Heroes of the meltdown
By Mark Willacy.
Forty-one minutes after the earthquake's opening shudder, the first tsunami crashed over the front line of defence at the Fukushima Dai-ichi Nuclear Power Plant: a 2.5-kilometre breakwater of 60,000 concrete blocks. Eight minutes later, an even larger wave surged over the second and last line of protection: the compound's 5.7-metre seawall. Tokyo Electric Power Company's (TEPCO) earthquake-proof bunker was just 400 metres from the seawall, but it sat on a raised area 35 metres above sea level. Inside it, on the monitor, the company's employees watched a fast-moving wave the colour of oil roiling across the Sendai Plain, further north up the coast. It was pushing fishing boats inland, exploding plastic greenhouses and picking up parked trucks. In the images taken from a news helicopter on March 11, Takashi Sato, the reactor inspector at Fukushima Dai-ichi, could see the black wave tearing apart homes.

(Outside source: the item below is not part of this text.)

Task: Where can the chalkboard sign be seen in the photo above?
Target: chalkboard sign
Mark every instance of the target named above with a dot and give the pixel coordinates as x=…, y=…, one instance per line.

"The tsunami has hit the side of the turbine buildings." It was not the TV, but a voice inside the bunker. Sato was jolted away from the television. What did they say? Only then did he realise the same wave had hit the Fukushima coast, too.
'We are finished,' thought Sato. All around him he could hear the muttering of men who believed they were damned.
"The tsunami alarm said the height would be about three metres," said Atsufumi Yoshizawa, the director of Reactors 5 and 6 at Fukushima Dai-ichi, who was outranked only by plant manager Masao Yoshida. A lithe, quietly spoken man with neatly parted salt-and-pepper hair, Yoshizawa was a TEPCO veteran of 30 years.